We began July with New York City starting to enforce its law that requires companies hiring with artificial intelligence to notify candidates, provide candidates with particular information about data collected and analyzed, and independently audit the technology. It’s all in the name of removing bias from the hiring process, which the U.S. Equal Employment Opportunity Commission has warned employers about, too.
Now, two Senators are co-sponsoring legislation they claim will “protect and empower workers by preventing employers from relying exclusively on artificial intelligence or bots to make employment decisions.”
Last week, U.S. Senators Bob Casey (D-PA) and Brian Schatz (D-HI) announced the No Robot Bosses Act of 2023. The proposed legislation is not yet available. However, there is a fact sheet. According to the two-pager, the new bill would:
- require pre-deployment and periodic testing and validation of automated decision systems for issues such as discrimination and biases before such systems are used in employment-related decisions;
- require employers to train individuals or entities on the proper operation of automated decision systems; and
- require timely disclosures from employers on the use of automated decision systems, the data inputs to and outputs from these systems, and employee rights related to the decisions aided by these systems.
Employers won’t be able to rely exclusively on an automated decision system in making an employment-related decision, which I see as a solution in search of a problem – at least now. That transcends hiring to promotions, discipline, and firing. Again, I’m unaware of any companies that use artificial intelligence to enforce work rules AND terminate employees. But, if consistency is something for which employers strive to avoid the perception of preferential treatment based on a protected class characteristic, I’m not sure what tenable discrimination claim could arise out of an AI-driven termination decision.

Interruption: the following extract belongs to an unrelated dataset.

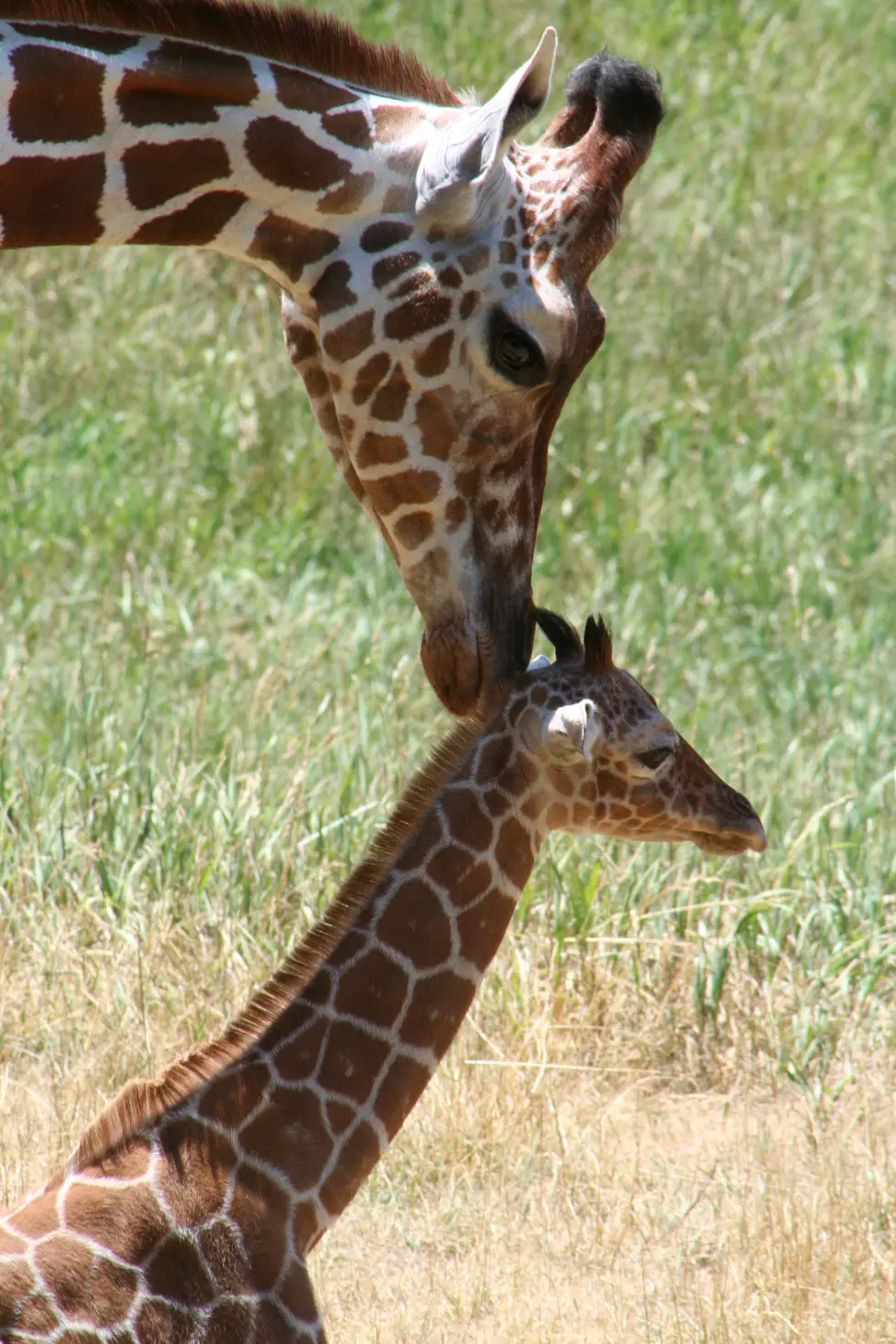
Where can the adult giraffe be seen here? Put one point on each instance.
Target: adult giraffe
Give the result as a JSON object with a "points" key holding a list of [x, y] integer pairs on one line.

But I understand the rationale for the hiring safeguards. Title VII of the Civil Rights Act of 1964 generally prohibits employers from using neutral tests or selection procedures that disproportionately exclude persons based on certain protected classes, such as race and sex, if they are not job-related and consistent with business necessity. It’s called disparate impact. For example, a poorly programmed algorithm could disproportionately screen out certain protected classes with employment gaps.
So, the No Robot Bosses Act will force employers to provide independent, human oversight of automated decision system outputs before using the outputs to aid an employment-related decision. Redundant? Maybe. Or perhaps it’s just routine for now until the technology improves.
The fact sheet does not identify the penalties for noncompliance. But the co-sponsors anticipate that the U.S. Department of Labor will establish a Technology and Worker Protection Division to enforce the law.
I’ll continue to keep you updated on the status of the bill.